The Ghost Keeper by Natalie Morrill

It is not a chick book, despite what the cover might suggest if you are one of my jerk sons. I keep plucking people by the shirt sleeve and shakily asking if they’ve read this book yet. I don’t know why I haven’t heard more about it. It did win the HarperCollins/UBC Prize for Best New Fiction, which is a good start. I’m working on a review for the Catholic literary mag Dappled Things, where Morrill is fiction editor.

This is seriously brilliant lyrical writing, on a level with the best of Michael Chabon or . . . I don’t know, I don’t want to be crazy, but I keep thinking, “Edith Wharton, no, E.M. Forster, no, Faulkner . . . ”

It follows a Jewish Austrian boy with a very particular vocation that keeps pulling him back. He grows up and starts a little family, and they are so happy, until the Anschluss.

The book follows them before, during, and after the war, and I’ve just gotten up to the chapter that describes another, related love story, but an infernally inverted one. And then they all need to figure out: What is love? What is loyalty? What is forgiveness? GOSH. I haven’t finished it yet, but even if it totally mucks up the ending (which I don’t anticipate!) I’ll forgive it, for all the moments of gorgeous tragedy and piercing joy. Do not read on airplanes unless you don’t care if you get stared at for gasping audibly while you read. Wear a sweater; you’ll get chills.

And we’re watching:

Well, we’re still watching The Sopranos. This is the second time around for me, and it’s even better than I remembered.
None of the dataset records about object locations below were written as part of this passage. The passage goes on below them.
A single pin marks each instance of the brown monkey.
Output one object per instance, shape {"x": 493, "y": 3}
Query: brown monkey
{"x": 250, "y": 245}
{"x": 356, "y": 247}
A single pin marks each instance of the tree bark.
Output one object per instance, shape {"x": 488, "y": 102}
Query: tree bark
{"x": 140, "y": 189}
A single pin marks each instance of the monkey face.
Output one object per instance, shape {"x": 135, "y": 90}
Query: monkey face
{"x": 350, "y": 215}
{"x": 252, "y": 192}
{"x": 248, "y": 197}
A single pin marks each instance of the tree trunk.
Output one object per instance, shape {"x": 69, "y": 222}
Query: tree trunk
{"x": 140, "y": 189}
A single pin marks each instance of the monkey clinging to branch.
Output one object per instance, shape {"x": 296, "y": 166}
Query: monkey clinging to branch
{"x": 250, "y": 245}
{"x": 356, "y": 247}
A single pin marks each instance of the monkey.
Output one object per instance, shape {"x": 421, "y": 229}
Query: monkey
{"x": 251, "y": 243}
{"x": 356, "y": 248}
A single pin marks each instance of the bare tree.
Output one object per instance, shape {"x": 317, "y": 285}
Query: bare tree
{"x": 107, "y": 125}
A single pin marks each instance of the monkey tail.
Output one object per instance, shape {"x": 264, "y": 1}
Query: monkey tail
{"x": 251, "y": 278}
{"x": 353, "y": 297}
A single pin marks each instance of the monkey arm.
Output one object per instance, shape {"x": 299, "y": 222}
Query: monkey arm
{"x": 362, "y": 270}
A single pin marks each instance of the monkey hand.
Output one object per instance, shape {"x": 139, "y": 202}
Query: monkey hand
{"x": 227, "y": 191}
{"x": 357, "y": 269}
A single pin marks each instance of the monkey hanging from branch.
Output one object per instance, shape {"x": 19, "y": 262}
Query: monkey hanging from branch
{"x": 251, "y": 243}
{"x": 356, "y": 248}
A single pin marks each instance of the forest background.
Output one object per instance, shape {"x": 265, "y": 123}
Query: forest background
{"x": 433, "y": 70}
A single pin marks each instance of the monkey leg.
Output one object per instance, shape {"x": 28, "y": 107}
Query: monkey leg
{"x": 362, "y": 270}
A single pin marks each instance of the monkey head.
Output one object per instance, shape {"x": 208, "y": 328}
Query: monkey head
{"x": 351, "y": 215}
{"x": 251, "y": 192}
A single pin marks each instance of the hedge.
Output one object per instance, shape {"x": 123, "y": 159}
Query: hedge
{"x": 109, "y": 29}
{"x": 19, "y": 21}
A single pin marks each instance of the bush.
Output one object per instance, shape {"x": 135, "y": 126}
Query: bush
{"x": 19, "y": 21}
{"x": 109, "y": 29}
It’s so much funnier than I remembered. It’s a little scary how much more sympathy I have for Tony this time.

I also think they should have won some particular prize for the depiction of dreams.

I guess the common thread in all these things is a sort of lyrical dreamlike quality, realer than real life.

That reminds me, what movie or TV show has the best, most accurate portrayal of dreams? It’s so easy to get it wrong and overplay your hand.